Seagulls flitted above the woman’s head as she cleaned and salted the fish she had just caught. Lean and carved, she looked more like a sculpture than a fisherwoman. As she raised a sharp rock to tear open the belly of a tilapia, we made eye contact for a moment. Then she looked away, flipping offcuts to the side. The gulls dove to snatch up the guts.

Watch: All About Lake Turkana

The woman was a member of the El Molo people, a nomadic fishing community on the shores of Lake Turkana, in northern Kenya, that has labored this way for thousands of years. It is not outlandish to suggest that our earliest ancestors might have come from here. Located in northern Kenya, where Ethiopia’s Omo River flows into the country, it is arguably the world’s greatest field laboratory for the study of human origins. Fossil finds have shown that the region harbors some of the earliest remnants of humankind.

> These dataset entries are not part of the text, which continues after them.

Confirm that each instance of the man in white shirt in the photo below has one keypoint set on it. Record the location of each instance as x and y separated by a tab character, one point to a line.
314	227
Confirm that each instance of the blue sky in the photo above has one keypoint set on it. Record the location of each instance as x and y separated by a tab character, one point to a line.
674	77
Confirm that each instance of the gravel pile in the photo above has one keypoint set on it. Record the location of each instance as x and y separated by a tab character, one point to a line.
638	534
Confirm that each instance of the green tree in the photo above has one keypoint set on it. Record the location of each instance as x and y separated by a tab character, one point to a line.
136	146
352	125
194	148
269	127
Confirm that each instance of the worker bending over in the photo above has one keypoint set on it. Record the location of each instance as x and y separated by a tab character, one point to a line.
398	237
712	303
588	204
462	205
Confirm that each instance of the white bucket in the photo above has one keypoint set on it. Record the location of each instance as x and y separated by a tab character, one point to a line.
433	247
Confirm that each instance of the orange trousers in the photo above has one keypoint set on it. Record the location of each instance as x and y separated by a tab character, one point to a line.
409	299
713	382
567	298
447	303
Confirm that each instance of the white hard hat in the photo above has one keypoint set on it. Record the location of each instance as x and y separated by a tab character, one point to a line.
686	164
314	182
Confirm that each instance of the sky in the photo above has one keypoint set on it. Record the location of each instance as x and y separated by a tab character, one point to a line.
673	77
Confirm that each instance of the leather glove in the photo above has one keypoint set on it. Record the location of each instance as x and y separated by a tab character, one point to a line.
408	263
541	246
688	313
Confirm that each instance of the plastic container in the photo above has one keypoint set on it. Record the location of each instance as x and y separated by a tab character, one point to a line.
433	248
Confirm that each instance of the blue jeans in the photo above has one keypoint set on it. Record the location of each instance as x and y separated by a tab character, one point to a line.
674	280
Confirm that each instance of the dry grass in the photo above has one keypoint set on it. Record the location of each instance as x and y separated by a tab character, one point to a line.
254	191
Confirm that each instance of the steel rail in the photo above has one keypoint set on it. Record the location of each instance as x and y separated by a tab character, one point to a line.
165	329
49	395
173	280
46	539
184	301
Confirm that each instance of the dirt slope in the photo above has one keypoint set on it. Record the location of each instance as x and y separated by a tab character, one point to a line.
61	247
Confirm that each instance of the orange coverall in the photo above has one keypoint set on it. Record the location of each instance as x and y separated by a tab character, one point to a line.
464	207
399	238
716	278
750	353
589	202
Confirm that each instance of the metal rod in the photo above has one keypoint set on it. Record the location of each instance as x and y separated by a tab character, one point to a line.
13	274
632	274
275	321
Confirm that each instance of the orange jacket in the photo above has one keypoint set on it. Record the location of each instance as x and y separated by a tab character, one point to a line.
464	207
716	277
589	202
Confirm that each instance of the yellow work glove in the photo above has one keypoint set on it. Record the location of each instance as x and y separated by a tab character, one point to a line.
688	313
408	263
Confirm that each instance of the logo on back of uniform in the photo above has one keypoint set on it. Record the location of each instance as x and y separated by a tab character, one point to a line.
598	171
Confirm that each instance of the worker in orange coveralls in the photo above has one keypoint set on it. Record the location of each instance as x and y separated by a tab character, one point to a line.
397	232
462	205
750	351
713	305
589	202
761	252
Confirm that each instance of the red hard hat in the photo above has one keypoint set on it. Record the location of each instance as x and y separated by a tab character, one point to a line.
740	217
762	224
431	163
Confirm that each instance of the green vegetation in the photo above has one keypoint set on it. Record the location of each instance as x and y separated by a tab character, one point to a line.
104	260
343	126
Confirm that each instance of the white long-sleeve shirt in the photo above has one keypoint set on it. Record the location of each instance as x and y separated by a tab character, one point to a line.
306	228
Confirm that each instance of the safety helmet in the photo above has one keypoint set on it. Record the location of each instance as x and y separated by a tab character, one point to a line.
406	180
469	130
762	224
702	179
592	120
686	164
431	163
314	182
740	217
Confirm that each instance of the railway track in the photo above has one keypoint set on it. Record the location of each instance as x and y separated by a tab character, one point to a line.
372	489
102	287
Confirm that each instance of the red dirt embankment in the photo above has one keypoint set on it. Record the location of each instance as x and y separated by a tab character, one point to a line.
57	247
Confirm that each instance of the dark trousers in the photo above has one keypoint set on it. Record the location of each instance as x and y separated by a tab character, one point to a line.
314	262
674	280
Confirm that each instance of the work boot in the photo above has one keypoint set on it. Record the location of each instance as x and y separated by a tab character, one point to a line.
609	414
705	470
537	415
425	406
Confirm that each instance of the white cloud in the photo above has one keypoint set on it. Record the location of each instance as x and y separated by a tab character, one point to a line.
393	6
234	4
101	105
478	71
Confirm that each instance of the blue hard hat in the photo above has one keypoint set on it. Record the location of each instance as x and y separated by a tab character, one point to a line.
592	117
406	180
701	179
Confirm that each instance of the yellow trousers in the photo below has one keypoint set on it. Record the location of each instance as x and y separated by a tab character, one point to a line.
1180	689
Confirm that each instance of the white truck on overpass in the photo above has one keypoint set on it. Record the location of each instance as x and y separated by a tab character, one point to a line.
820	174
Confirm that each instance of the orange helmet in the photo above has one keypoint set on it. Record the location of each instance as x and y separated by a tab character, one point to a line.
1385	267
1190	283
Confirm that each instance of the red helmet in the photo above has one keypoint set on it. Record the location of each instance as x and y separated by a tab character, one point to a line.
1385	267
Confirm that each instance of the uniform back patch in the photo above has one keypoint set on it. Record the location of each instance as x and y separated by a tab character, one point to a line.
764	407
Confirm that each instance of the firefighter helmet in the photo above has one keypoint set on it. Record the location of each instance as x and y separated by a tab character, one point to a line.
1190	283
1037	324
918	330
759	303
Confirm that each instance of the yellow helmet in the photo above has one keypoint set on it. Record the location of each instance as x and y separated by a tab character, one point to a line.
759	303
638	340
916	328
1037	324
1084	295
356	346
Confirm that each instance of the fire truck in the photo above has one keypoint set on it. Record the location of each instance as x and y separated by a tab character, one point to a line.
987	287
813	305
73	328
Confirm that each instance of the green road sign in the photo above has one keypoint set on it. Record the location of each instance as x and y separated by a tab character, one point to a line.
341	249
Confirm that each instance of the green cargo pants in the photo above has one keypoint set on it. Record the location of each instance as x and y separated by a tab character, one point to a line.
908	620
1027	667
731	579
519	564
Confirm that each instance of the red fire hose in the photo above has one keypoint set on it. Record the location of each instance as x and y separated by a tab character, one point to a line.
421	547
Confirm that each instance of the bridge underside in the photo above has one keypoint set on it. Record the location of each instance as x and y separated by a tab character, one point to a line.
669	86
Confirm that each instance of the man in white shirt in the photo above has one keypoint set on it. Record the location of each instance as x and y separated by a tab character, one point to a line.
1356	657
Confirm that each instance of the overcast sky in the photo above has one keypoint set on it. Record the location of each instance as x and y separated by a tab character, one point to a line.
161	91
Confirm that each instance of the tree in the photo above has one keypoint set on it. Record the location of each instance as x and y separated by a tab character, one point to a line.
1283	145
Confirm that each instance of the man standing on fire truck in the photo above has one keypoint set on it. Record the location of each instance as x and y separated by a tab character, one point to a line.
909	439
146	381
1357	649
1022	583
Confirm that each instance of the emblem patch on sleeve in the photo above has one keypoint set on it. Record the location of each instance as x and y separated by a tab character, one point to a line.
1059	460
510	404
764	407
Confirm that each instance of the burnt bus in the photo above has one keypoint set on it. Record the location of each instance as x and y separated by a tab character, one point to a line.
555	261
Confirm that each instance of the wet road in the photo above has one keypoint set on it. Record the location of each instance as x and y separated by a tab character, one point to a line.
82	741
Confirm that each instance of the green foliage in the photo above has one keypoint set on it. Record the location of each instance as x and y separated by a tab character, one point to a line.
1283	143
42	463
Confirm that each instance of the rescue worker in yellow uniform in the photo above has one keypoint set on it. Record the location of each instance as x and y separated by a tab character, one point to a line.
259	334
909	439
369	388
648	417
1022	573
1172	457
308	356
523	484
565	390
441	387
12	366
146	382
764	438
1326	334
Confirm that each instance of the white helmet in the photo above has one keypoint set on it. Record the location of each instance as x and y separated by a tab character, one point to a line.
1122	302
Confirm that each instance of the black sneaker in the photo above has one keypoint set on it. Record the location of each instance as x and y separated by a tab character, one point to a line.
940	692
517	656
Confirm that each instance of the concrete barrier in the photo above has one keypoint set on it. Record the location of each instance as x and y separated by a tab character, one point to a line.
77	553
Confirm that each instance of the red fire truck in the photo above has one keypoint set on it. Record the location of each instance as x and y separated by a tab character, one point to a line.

I had come here by helicopter with Dr. Louise Leakey, 44, who could not have a better paleontology pedigree. In 1959, her grandparents, Mary and Louis Leakey, found a well-preserved cranium of a 1.75 million-year-old hominin, Paranthropus boisei, at Olduvai Gorge, Tanzania, which changed the scientific consensus about where human beings come from—until then, it had been Eurasia. In 1967, Louise Leakey’s father, Richard, discovered skulls and bones in the Omo Valley of Ethiopia that are among the oldest examples of Homo sapiens, subsequently determined to be some 195,000 years old. Later, Richard Leakey began focusing on the Lake Turkana area, where he was joined by his paleoanthropologist wife, Meave. In 1984, Kamoya Kimeu, a member of Leakey’s team, discovered “Turkana Boy,” a nearly complete skeleton that is the one of the earliest known Homo erectus specimens. In 1995, Meave unearthed bones at several sites southwest of Lake Turkana that moved scientific understanding of the beginnings of bipedalism back by 500,000 years, to about 4.2 million years ago.

Roots of Man in Kenya
Safari Collection's helicopter touches down beside a 2000-year-old cycad forest. Lorna Buchanan-Jardine ©The Safari Collection

“I grew up on the shores of Turkana,” Louise told me. She recalled setting out with her parents each day to Koobi Fora base camp, where they would place her in a basin of water to keep cool and amuse herself while they worked. When they finished, the family would hunt for crocodile teeth together, and in the evenings they would use nets to fish with the men from the camp. “Occasionally,” she added, “we would wake in the morning to find a lion kill.”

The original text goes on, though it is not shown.